The project's control center is now preparing for the landing in Nagoya, after managing to clear the last-minute route change with Japanese authorities.

'No way back'

The plane set off from Abu Dhabi in March and is scheduled to return there in July or early August. It has so far stopped in Oman, India, Myanmar and China.

The 8,175-kilometer (5,079-mile) journey across the Pacific, lasting around six days, would have been the plane's first ocean crossing.

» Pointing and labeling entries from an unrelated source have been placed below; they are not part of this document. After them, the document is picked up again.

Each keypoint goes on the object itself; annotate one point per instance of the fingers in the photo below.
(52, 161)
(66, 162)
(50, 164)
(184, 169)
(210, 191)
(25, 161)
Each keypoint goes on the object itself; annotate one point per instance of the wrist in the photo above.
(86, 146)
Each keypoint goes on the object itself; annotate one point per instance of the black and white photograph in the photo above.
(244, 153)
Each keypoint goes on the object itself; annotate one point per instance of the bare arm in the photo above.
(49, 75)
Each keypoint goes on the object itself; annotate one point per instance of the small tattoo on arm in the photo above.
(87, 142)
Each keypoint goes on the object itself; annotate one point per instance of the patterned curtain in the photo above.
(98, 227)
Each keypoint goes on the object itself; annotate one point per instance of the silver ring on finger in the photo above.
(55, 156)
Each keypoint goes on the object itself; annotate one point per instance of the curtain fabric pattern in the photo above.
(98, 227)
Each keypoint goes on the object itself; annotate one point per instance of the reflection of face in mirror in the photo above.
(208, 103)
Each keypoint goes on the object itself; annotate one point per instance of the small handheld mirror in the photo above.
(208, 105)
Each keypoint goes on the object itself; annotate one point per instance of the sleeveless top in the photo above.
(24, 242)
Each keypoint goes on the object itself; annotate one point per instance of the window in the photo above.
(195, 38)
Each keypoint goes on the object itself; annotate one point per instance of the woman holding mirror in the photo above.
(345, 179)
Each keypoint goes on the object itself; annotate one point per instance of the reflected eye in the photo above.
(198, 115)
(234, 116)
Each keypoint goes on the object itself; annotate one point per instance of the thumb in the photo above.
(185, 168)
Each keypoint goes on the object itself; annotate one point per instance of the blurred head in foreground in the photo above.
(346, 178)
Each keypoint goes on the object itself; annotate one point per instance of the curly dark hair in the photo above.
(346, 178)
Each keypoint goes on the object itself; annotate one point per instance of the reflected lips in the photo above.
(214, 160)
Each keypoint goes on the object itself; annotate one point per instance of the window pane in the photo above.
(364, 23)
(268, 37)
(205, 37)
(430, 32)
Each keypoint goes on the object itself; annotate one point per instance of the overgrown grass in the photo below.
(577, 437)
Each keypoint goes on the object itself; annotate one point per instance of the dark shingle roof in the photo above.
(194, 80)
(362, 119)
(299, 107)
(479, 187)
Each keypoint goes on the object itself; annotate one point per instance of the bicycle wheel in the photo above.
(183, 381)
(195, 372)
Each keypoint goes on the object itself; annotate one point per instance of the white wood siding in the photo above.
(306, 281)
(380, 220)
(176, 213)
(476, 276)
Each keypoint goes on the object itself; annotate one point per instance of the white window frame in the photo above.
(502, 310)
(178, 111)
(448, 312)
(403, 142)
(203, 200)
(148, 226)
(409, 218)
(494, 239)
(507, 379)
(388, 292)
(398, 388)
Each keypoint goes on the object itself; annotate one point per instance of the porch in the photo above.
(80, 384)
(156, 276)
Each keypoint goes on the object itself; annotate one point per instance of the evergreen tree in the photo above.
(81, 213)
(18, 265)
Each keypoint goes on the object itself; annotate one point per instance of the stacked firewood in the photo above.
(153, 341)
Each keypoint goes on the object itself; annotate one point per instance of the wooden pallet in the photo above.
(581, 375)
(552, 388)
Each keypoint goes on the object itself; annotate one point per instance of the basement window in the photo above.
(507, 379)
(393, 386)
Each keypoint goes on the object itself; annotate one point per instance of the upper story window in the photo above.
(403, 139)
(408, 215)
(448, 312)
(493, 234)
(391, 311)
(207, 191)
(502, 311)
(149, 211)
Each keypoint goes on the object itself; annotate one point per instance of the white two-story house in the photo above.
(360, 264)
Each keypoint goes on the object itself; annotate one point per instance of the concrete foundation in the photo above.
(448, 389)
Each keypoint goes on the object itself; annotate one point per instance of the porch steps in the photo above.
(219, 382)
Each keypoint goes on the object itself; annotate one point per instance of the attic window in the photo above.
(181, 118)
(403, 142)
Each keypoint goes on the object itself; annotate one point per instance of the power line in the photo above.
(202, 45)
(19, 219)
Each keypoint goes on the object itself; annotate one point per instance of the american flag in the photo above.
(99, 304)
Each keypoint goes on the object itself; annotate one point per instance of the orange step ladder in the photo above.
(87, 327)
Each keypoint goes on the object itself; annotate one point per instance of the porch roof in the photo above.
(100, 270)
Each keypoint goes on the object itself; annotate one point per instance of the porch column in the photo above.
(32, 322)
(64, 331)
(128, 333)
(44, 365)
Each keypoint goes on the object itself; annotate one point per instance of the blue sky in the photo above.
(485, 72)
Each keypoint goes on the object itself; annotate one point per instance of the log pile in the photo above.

Before leaving Nanjing, 62-year-old Borschberg had cited Japan as a possible stopover in case of emergency.

"As soon as we leave this part of the world, then afterwards we are in the open sea," Borschberg said. "There is no way to come back."

The round-the-world journey had been broken down into 12 legs, with a total flight time of 25 days. Once the plane arrives in Hawaii, Piccard is expected to take over for the next flight to the US mainland.

Solar Impulse 2, part of a project to promote green energy, relies on more than 17,000 cells charged by the sun's energy.